I've been buying a ball of wool (Lincraft Cosy Wool) at a time, and have taken so long with this project that they're changing the colours so it won't match if I don't work faster!
I find the thought of having to sew up a project so unappealing that I am swayed to all-in-one patterns, but having to lug around this blanket may persuade me to consider reconsidering the value of a small piece of work!
We're away for a few nights this week, and I have high hopes of knuckling down and returning with a finished product.
We haven't been using our Questacon membership nearly enough this year, but it just hasn't been the same without the side show alley.
This may be the last time Lachie is able to fit in the baby seats for water play. He was tired after playing hard in the first gallery so really appreciated the chance to sit quietly and experiment. As always, he was pretty damp despite the smock.
Jessie thinks she's getting too big to fit through the activity centre.
Andy really enjoyed playing vet.
As always, the morning tea break in the members lounge was very popular!
We are often lucky enough to get a visit from Grandma E in school holidays. This time, the only possible visit time meant that Grandma E and Grandad D overlapped, so Grandma E stayed in Isabelle's room.
The children loved having her right there in the house when they woke up!
The little boys are so snuggly still.
Jessie learnt how to make plunger coffee. We even ground the beans fresh in the Thermomix.
It's not often the children have both of my parents visiting together!
Another thing that's changing so fast in our family is the way we travel. Last year:
I had six children in the car, this year I have two teenagers who drive their own cars
I had a full car, this year I have full driveways
the boot always had a stroller, this year I only walk as far as the baby can walk
I had a baby in a reverse facing Swedish carseat, a preschooler in a car seat and a school girl in a booster seat, this year that baby is in a carseat, the preschooler has graduated to a booster seat and the school girl sits in any seat but the front!
Andy's first road trip in a booster seat - demonstrating the need to double check that it's properly positioned - he's not wearing the anti-submarine clip AND the belt isn't through the guide! We fixed that at the first stop! You can see the top of Jessie's head in the back seat, and Isabelle is riding shotgun.
Lachie's first trip forward facing last year. There's a full car but Jessie is too low to see over the back seats!
Last year roadside stops filled a picnic table nicely.

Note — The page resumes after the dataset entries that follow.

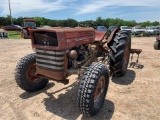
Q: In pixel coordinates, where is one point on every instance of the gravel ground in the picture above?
(136, 96)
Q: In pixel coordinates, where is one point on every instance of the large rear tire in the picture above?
(119, 53)
(93, 89)
(157, 45)
(26, 76)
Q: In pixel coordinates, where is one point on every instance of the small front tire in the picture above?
(26, 77)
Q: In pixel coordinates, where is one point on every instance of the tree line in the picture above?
(41, 21)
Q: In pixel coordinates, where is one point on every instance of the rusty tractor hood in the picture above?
(61, 38)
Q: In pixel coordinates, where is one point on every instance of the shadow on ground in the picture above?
(65, 106)
(125, 80)
(26, 95)
(136, 65)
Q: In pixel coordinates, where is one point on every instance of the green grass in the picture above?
(14, 34)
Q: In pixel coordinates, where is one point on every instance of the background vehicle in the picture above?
(61, 52)
(136, 31)
(13, 28)
(28, 24)
(157, 43)
(152, 31)
(126, 28)
(111, 28)
(101, 28)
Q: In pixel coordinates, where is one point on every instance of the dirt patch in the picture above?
(132, 97)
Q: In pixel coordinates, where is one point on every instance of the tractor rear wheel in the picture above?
(26, 76)
(119, 53)
(25, 35)
(93, 89)
(157, 45)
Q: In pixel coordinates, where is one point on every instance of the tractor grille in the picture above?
(45, 38)
(52, 60)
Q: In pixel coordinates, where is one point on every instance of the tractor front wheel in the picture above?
(157, 45)
(93, 89)
(26, 76)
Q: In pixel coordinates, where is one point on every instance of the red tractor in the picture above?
(157, 43)
(61, 52)
(28, 24)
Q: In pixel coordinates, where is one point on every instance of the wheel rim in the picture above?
(126, 57)
(99, 90)
(31, 73)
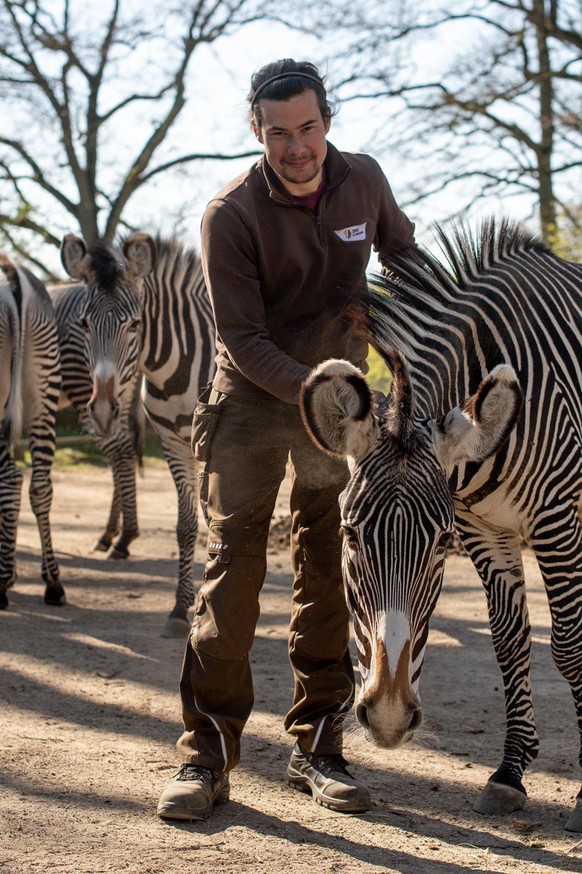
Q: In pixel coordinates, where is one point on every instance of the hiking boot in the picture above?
(328, 780)
(193, 792)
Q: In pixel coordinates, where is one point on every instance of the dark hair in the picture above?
(281, 80)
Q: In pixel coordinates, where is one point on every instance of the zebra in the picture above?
(147, 314)
(29, 391)
(124, 448)
(482, 431)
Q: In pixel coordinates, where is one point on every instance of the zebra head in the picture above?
(397, 516)
(111, 318)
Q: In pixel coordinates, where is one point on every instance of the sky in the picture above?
(215, 120)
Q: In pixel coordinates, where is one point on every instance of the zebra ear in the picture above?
(482, 424)
(141, 254)
(73, 256)
(336, 406)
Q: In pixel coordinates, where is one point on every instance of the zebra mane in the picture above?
(106, 265)
(470, 254)
(416, 289)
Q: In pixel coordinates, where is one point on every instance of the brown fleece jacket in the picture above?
(281, 277)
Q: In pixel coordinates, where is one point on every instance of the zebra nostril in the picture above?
(362, 715)
(415, 719)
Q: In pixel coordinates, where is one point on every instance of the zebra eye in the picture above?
(445, 539)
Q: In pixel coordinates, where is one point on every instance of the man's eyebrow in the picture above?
(303, 124)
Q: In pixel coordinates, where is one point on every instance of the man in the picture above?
(285, 248)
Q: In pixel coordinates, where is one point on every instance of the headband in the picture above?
(283, 76)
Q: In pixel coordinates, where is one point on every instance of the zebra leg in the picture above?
(112, 528)
(42, 443)
(10, 497)
(123, 459)
(497, 559)
(559, 558)
(183, 468)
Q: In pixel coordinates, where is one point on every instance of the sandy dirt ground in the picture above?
(89, 714)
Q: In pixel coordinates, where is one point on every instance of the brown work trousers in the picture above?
(246, 463)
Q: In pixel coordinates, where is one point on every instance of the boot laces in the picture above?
(330, 764)
(194, 772)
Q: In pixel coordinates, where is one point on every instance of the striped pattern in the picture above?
(162, 333)
(123, 449)
(29, 391)
(502, 298)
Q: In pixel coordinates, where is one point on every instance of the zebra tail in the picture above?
(12, 424)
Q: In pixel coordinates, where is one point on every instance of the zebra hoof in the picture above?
(176, 627)
(55, 596)
(118, 553)
(497, 799)
(574, 823)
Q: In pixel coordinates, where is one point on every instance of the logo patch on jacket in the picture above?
(353, 234)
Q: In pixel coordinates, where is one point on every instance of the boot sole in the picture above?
(182, 813)
(303, 784)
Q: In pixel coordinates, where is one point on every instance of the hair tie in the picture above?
(283, 76)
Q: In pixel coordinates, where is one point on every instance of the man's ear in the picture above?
(257, 131)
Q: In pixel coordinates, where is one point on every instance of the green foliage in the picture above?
(75, 448)
(565, 238)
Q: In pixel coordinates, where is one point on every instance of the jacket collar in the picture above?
(336, 167)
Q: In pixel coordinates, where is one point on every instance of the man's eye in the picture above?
(350, 536)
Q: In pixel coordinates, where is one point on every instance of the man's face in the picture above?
(293, 134)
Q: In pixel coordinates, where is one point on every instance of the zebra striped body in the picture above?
(123, 448)
(29, 391)
(506, 301)
(147, 314)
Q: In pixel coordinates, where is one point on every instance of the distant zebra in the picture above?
(450, 445)
(123, 448)
(29, 391)
(147, 312)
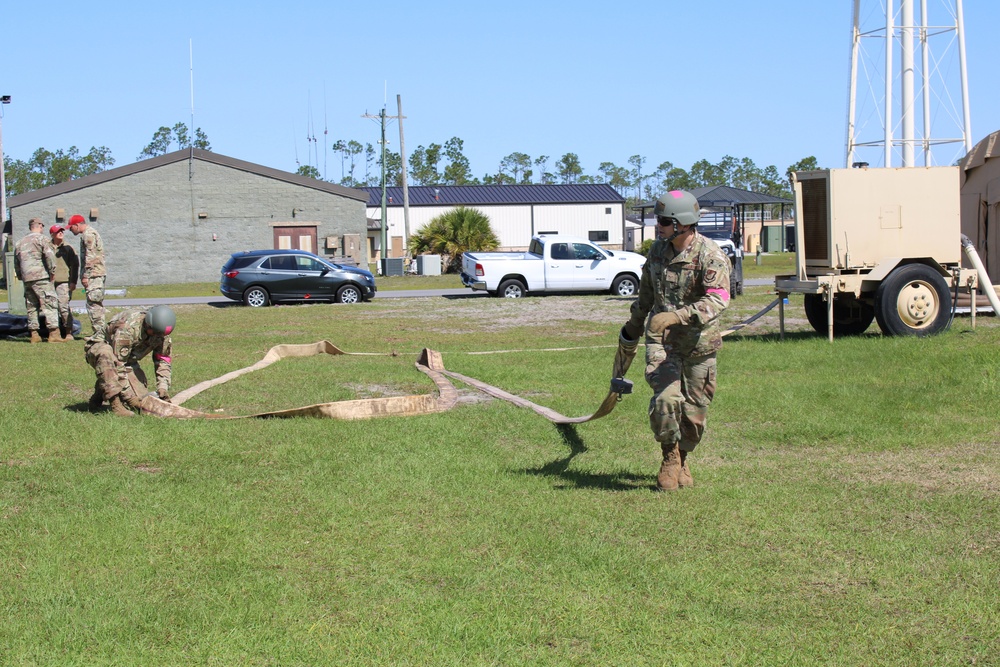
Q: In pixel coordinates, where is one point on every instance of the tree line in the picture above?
(446, 164)
(435, 164)
(45, 167)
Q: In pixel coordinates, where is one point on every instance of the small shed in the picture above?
(980, 195)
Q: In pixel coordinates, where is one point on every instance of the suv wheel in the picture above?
(349, 294)
(256, 297)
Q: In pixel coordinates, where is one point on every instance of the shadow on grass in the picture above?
(560, 469)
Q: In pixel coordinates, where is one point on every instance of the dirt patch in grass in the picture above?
(970, 468)
(962, 468)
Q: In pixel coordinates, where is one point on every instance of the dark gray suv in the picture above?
(262, 277)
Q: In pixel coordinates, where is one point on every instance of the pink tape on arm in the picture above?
(724, 293)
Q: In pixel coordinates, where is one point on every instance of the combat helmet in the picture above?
(161, 320)
(680, 206)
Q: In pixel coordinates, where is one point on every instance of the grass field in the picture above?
(845, 510)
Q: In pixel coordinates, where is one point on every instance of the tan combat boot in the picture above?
(118, 407)
(685, 479)
(670, 468)
(96, 399)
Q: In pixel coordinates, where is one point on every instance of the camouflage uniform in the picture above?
(92, 263)
(66, 275)
(35, 262)
(693, 283)
(118, 350)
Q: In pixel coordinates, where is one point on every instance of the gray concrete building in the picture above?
(177, 217)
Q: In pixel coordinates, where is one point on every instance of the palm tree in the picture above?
(452, 233)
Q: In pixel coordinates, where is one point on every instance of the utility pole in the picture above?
(4, 99)
(406, 192)
(385, 222)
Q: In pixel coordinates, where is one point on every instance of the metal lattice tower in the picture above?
(883, 112)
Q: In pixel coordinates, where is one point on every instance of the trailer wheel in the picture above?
(851, 317)
(625, 285)
(913, 300)
(511, 289)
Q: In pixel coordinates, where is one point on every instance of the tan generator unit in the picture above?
(877, 244)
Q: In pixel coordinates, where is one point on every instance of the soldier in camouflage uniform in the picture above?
(65, 277)
(93, 270)
(127, 338)
(34, 265)
(683, 290)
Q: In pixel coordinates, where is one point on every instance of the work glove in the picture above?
(659, 324)
(631, 331)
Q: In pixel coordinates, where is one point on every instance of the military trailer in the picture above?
(877, 244)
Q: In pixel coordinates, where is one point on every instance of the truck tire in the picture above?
(851, 317)
(625, 285)
(511, 289)
(913, 300)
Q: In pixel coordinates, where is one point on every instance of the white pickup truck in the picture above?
(553, 263)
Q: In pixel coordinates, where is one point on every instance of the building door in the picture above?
(295, 238)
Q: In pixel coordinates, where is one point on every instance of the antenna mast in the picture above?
(897, 122)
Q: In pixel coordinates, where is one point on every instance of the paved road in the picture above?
(221, 301)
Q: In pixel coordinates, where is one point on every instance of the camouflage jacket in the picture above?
(92, 253)
(35, 259)
(694, 283)
(126, 334)
(67, 264)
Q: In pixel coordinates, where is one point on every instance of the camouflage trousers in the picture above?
(40, 299)
(112, 377)
(63, 297)
(683, 388)
(95, 303)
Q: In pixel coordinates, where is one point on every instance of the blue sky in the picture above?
(668, 80)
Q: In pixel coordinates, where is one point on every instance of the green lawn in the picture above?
(845, 510)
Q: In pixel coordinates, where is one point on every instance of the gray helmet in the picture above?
(161, 320)
(680, 206)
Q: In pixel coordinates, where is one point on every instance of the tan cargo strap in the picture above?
(429, 362)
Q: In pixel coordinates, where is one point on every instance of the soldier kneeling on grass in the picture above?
(115, 354)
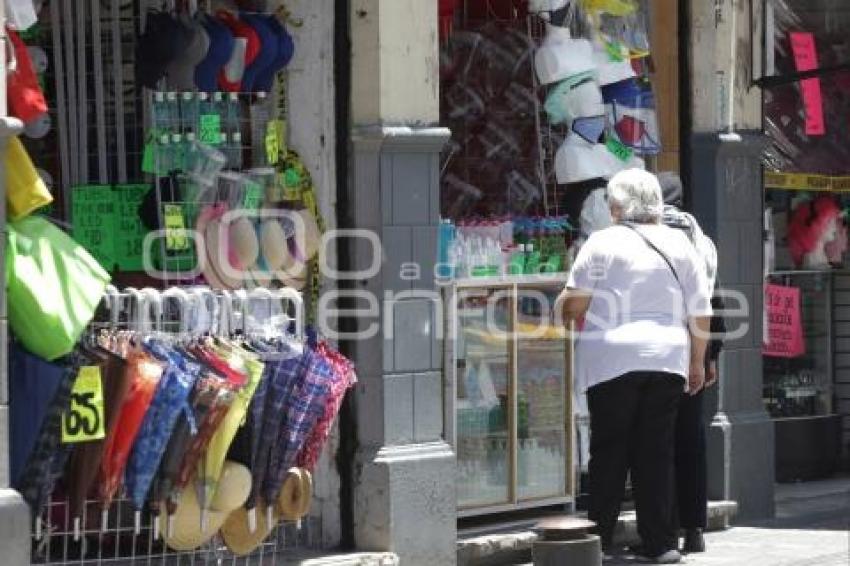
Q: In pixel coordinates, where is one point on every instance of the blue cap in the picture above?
(218, 54)
(268, 50)
(286, 49)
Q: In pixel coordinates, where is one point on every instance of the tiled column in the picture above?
(14, 514)
(727, 193)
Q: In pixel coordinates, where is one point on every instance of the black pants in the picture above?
(691, 499)
(632, 420)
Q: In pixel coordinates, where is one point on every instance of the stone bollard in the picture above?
(565, 540)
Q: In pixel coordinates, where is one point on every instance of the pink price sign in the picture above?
(806, 59)
(784, 322)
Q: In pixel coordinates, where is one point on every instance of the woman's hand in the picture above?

This year, a whole table seems empty.
I did a return trip to the Central Coast this weekend to take Isabelle for a visit. There were five of us driving down and only four driving back - the car felt empty! Andy and Lachie spend most of their car time chatting and sometimes watching an iPad, mostly listening to children's music on the car stereo. Jessie spent her entire trip curled up in a nest in the very back of the car reading Harry Potter. Isabelle texted.